Town policy states the town’s debt can only take up 15 percent of its general fund budget. The policies also require the town to pay off at least 55 percent of the principal on an investment within 10 years of making the borrowing the money.. According to the analyst, the town is at the edge of both of these limits. The debt is currently taking up about 16 percent of the budget.
Cole said he would not see a big problem with the town exceeding those limits when it comes time to apply for future bonds. But he said the overages would require some explanation to bondhouses. The explanation, he said, would be the recessionary budget cuts, and expensive capital projects.
But Town Manager Steve Biggs said the town wants to come in under its self-imposed limits so that it can improve its bond, or credit, ratings. That would mean managing the debt so that it would take up less than 15 percent of the budget.
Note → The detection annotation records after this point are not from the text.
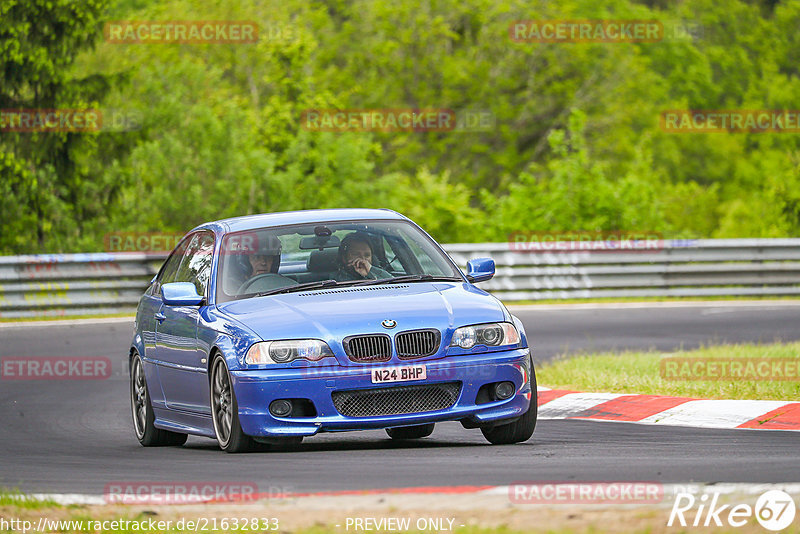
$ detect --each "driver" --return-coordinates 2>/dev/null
[336,232,392,282]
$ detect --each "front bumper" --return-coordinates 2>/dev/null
[230,348,532,437]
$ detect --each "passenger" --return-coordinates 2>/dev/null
[336,232,392,282]
[233,235,297,294]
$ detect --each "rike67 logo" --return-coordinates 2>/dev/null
[667,490,795,532]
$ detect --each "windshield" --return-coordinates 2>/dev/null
[217,221,463,303]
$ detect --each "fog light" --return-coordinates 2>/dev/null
[269,399,292,417]
[494,382,517,400]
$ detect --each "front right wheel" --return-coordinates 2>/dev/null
[211,354,263,452]
[131,354,188,447]
[481,359,539,445]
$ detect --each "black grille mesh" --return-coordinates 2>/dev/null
[394,330,439,360]
[344,334,392,363]
[332,382,461,417]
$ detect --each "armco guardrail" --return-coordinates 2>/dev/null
[0,239,800,317]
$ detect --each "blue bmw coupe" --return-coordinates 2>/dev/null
[129,209,537,452]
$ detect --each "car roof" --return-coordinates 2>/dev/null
[192,208,408,233]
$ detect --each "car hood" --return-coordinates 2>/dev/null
[218,282,510,362]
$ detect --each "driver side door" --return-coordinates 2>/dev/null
[156,231,214,416]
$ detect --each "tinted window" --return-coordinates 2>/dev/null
[217,221,462,303]
[174,232,214,295]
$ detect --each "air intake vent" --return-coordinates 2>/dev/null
[343,334,392,363]
[332,382,461,417]
[394,329,440,360]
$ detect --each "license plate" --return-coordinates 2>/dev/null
[372,365,426,384]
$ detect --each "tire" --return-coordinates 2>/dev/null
[386,423,436,439]
[209,354,265,453]
[481,359,539,445]
[130,354,188,447]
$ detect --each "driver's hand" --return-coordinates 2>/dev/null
[350,258,372,277]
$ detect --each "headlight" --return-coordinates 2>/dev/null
[244,339,333,365]
[450,323,519,349]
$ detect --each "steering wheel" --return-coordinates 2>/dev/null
[237,273,297,295]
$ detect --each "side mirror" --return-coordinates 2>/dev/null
[161,282,204,306]
[467,258,494,284]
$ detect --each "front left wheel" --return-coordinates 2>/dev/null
[481,359,539,445]
[131,354,188,447]
[386,423,435,439]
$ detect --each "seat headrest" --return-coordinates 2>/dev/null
[306,248,339,273]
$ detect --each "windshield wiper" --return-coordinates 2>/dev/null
[253,280,339,297]
[356,274,464,286]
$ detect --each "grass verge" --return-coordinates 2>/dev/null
[536,343,800,401]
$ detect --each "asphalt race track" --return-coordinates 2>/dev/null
[0,302,800,495]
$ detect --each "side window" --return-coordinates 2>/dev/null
[153,239,189,295]
[175,232,214,295]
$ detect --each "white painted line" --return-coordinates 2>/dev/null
[506,299,800,313]
[636,400,789,428]
[538,393,625,419]
[0,315,134,328]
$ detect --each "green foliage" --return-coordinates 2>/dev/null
[0,0,800,254]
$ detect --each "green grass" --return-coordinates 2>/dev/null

“We are not trying to look at our maximum debt capacity.” Biggs told council members. “We want to look at continuing to improve on that over the next several years.”
He reminded the council that the purpose of the discussion was to find ways to improve its financial standing. Determining how to manage the debt the town currently has also helps them determine how much new debt they can take on. The town is currently paying $300,000 in rolling stock needs each year, which goes toward needs such as replacing aging vehicles. According to Cole, the town has the ability to pay for $1.325 millionin rolling stock needs from 2014-2018.
Cole provided a couple of options for the town to use as road maps going forward. Biggs recommended to the council that they use the pay-as-you-go plan. With that plan, the town would not incur any new debt. “The pay-as-we-go for rolling stock option gives us the most advantage,” Biggs said. “With the pay-as-you-go plan, all of the ratios that we are evaluated on look better and it’s essentially cost-neutral to us in the long term..”
In a related action, the council approved a refinancing plan that will save more than $90,000 on the Clayton Center project. The refinancing options that Cole presented for paying back the Law Enforcement Center and Parks bond debt could save another $700,000 or more over the life of the loans.